All these things considered, I would rank the bullet ant as one of the most fascinating of the tropical rainforest ants. But remember, should you have the opportunity to travel to the Neotropics yourself, be exceedingly careful where you place your hands. And if you find yourself in Sateré-Mawé country I would think twice about an invitation to join their warrior clan.

There are even more ant candidates of interest, but if I must choose one group of ants to share with you this time, it would have to be the leafcutter ants. In fact, if asked to choose a non-human animal with the most complex social organization on earth, I would be hard pressed to find a better example than the leafcutter ants. They are even more astounding when we also consider the nearly unfathomable intricacy of the mutualistic relationship they have formed with another organism in their environment – a type of fungus.

To begin, we must remember that leafcutter ants are social insects. Such insects (most bees, wasps, other ants, and termites too) live in colonies. Within these colonies, the jobs of scouting for and collecting food, defending against enemies, nest building, reproduction, and myriad other tasks are divided among members of the colony specialized for each role. Typically, a particular body anatomy is associated with such specialization. This allows the job to be done with utmost efficiency. Such division of labor bears an uncanny resemblance to the manner in which the jobs within human society are divvied up. The specialized body forms/occupations within a colony of social insects are referred to as castes.

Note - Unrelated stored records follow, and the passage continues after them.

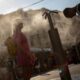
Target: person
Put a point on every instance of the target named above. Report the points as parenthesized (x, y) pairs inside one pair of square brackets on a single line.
[(71, 12), (24, 59)]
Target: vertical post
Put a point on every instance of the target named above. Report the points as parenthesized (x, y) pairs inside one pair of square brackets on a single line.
[(60, 55)]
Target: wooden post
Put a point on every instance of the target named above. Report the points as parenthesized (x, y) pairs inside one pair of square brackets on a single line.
[(60, 55)]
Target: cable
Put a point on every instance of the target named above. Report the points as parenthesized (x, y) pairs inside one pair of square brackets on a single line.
[(33, 4)]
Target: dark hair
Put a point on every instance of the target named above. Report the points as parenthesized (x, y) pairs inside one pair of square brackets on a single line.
[(78, 8)]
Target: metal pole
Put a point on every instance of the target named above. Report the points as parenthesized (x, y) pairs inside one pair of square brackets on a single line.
[(60, 55)]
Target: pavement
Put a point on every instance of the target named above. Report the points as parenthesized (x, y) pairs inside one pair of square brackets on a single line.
[(54, 74)]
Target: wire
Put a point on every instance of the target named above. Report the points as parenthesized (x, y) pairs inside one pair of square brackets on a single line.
[(33, 4)]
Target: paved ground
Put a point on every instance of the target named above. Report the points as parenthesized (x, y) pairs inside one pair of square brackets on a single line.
[(54, 75)]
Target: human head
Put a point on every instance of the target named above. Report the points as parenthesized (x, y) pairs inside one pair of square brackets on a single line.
[(18, 26), (69, 12)]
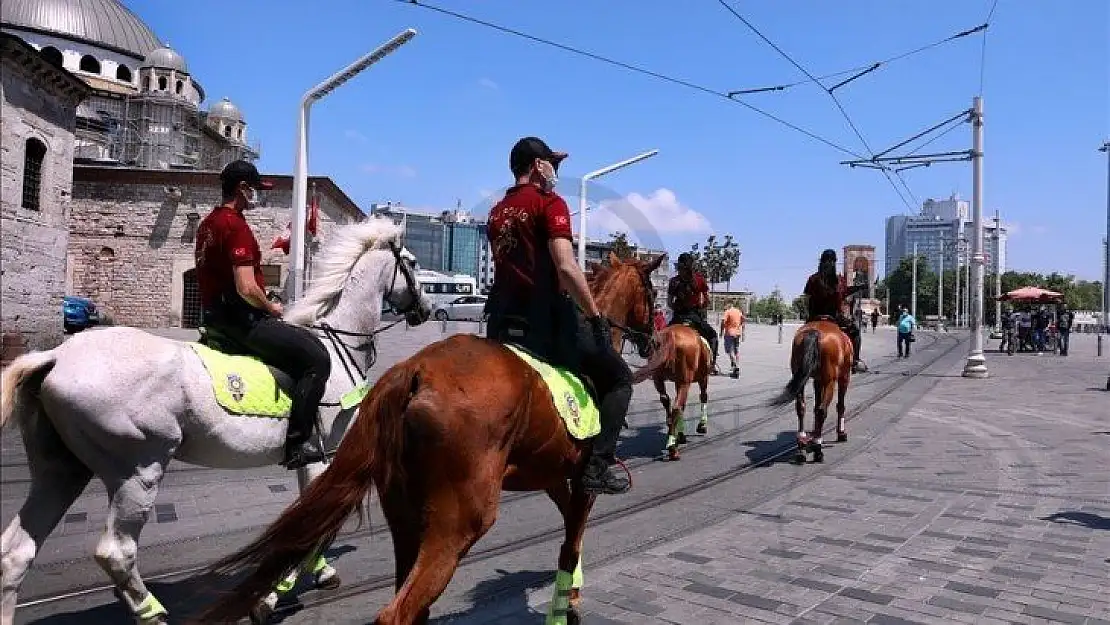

Among leafcutter ants, the evolution of castes has been taken to extremes with as many as six different ones being recognized. The largest caste member is the lone queen who measures about 20 mm in length. Her primary job is to lay the eggs from which all other colony members are derived. Males form another caste but they are short-lived and their only function is to mate with the queen. Shortly after doing so they die, so most colonies are absent of males for long stretches of time. The remaining members of the leafcutter ant colony belong to the worker caste of sterile females which may number four or five million. The leafcutter worker caste is further subdivided based upon size into minims, minors, media, and majors. Each of these performs some specific job or jobs within the colony. Minims (2 mm) work inside the nest, tending larvae for example. These nests, by the way, can be huge. I once saw a leafcutter nest (they look something like an expanse of tilled soil) in the Manu region of Peru which was forty feet in diameter. Such a nest can go downward into the ground thirty or forty feet and may contain hundreds of interconnected subterranean chambers. Minors protect their foraging sisters and help defend the nest from enemies. Members of the media caste (10 mm) locate food, cut leaves, and transport them back to the nest. The major caste members are large (15-20 mm) with massive heads which house powerful muscles for operating their huge mandibles. These ants are often simply referred to as soldiers and their primary job is defending the colony against attack.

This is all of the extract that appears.